Crediamo che l'assemblea di Macerata del 10 febbraio, indetta dall’assemblea
che a Roma ha dato seguito alla manifestazione “#indivisibili”, si collochi nel
pieno di uno spazio di possibilità e sentiamo la responsabilità di contribuire
a renderla luogo vivo, molteplice e fecondo. Questo incontro potrà a nostro
avviso essere strumento di rilancio e di apertura di nuovi percorsi non perché
parte di un processo già pianificato o dettato dalla volontà di soggetti
determinati, anzi. Se alla manifestazione nazionale di novembre aderirono in
forma pubblica più di quattrocento realtà organizzate, l’impossibilità
materiale di imbrigliarle in un alveo già dato è palese ed evidente.

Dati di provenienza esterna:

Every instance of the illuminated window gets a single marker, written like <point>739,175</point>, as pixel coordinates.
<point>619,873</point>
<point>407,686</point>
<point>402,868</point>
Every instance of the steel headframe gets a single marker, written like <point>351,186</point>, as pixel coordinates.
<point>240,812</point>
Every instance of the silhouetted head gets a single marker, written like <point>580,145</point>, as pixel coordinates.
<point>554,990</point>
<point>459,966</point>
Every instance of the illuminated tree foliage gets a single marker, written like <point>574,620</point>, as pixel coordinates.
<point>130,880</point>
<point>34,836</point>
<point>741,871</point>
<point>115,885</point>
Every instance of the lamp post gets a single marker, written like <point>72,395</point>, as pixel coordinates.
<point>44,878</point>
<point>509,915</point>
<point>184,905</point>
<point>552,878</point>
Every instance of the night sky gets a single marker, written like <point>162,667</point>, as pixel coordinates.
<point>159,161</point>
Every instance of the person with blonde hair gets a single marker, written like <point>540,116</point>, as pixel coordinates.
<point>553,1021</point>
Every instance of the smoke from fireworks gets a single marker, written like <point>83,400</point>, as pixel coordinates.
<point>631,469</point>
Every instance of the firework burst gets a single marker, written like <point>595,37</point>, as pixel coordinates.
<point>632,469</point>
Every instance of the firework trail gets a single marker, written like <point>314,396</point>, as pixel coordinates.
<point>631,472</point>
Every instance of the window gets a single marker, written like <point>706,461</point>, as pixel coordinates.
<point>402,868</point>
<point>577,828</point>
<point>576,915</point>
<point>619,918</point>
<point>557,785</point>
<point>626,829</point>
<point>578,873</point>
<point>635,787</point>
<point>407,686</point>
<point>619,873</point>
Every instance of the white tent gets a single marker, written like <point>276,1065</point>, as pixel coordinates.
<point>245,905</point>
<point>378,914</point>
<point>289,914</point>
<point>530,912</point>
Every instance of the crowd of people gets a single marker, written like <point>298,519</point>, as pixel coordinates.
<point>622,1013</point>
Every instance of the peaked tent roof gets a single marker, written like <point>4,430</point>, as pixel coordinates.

D’altro canto, si debbono porre le basi di una forma di agorà aperta e capace
di guardare in avanti, luogo di socializzazione di prassi, analisi, luogo di
condivisione di proposte organizzative, di crescita comune di consapevolezza,
per far finalmente sgorgare quel fiume carsico ed affermare la volontà politica
di sfidare l’impossibile. Uno spazio comune da inventare insieme: la forma che
crediamo più idonea è quella del “forum”, modellato sulla scorta delle
sperimentazioni zapatiste in Chiapas.
La posta in gioco è alta, il percorso è tutt’altro che agevole e scontato,
intraprenderlo è un atto di consapevolezza e coraggio. La sfida da raccogliere
e rilanciare è la rottura della subordinazione all’arroganza del potere
costituito.
Noi siamo pronti: ci vediamo a Macerata!